Significant operating revenues were derived only from royalty income during the
nine months ended September 30, 1995.  Income from operations of $42,635 and the
net income of $231,405 for the nine month period ended September 30, 1995
resulted, notwithstanding the decline in revenues for the period, because the
Company had extraordinary gain from debt extinguishment during the second
quarter of $169,533 as a result of the settlement of payroll and consulting fees
for substantially less than face value and extraordinary gain of $19,237 during
the third quarter

                                       11

 
from settlement of a debenture at a discount.  General and administrative
expenses increased by $38,850 over the period ended September 30, 1994 due to
costs associated with the restructuring of the Company's debt and renegotiation
of the contract with J & J Medical. Net income during the third quarter of 1995 
increased by $81,234 when compared to the third quarter of 1994 due to an 
$80,465 increase in royalty revenues and the $19,217 extraordinary gain, which 
more than offset the $31,523 increase in general and administrative expense 
during the same period.

                                       12

 
PART II - OTHER INFORMATION
- ---------------------------

Item 1.  Legal Proceedings:

None

Item 2.  Changes in Securities:

The Company presently has outstanding Convertible Debentures with a face amount
owing as of November 10, 1995 of approximately $321,688.  The Debentures were
originally convertible to common stock at the rate of $1.00 of accrued interest
and principal owing per one share of common stock.  The conversion rate of the
Debentures, however, was adjusted to a lower rate of one share of common stock
per $.75 owed under the debentures based on the issuance of the Series A
Preferred Stock which carries a first year conversion rate of $.75 per share
(six common shares per Preferred Share).  Any Debenture Debt not converted to
Preferred Stock pursuant to the offering to debenture holders, would
consequently continue to be convertible to common stock at the rate of one share
per $.75 owing.

Item 3.  Defaults Upon Senior Securities:

See Note C to the Financial Statements for a description of events of default
under the Company's Series A and Series C Convertible Debentures.

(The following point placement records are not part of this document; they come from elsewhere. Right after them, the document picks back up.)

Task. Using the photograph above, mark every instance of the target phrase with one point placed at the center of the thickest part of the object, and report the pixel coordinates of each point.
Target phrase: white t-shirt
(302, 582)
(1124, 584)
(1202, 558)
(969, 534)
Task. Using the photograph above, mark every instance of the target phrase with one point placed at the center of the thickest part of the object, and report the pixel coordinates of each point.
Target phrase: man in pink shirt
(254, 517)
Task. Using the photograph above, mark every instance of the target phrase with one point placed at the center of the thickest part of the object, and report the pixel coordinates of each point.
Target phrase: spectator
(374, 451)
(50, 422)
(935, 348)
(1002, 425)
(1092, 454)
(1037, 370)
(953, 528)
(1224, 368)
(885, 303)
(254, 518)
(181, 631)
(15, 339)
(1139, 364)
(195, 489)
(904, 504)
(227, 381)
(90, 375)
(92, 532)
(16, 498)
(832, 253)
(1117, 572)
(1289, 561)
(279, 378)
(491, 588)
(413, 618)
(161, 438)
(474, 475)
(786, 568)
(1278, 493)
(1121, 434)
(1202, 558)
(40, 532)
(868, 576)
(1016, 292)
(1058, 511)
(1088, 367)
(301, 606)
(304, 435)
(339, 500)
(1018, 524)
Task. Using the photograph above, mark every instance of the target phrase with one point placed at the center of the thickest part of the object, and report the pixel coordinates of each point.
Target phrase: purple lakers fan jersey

Item 4.  Submission of Matters to a Vote of Security Holders:

None

Item 5.  Other Information:

(1)  New Directors; Director Stock Options.  Effective August 31, 1995, the
Board of Directors appointed Richard Bruggeman as a Director of the Company to
fill a vacancy created when Hank Perry resigned effective the same date.

                                       13

 
Mr. Bruggeman, age 39, is also the Secretary/Treasurer and Chief Financial
Officer of the Company.  Since 1993, he has been employed as Controller of
Kitchen Specialties, Inc., a Salt Lake City firm distributing kitchen appliances
in the United States and Canada.  From 1986 until 1993 he was employed by the
Company's subsidiary, MicroCor, Inc. as financial manager.  During the period
1983-1985, he was a sole practitioner in accounting and from 1981-1983 he was
employed by the Salt Lake City public accounting firm of Robison Hill & Co.  He
graduated from the University of Utah in 1981 with a B.S. degree in accounting.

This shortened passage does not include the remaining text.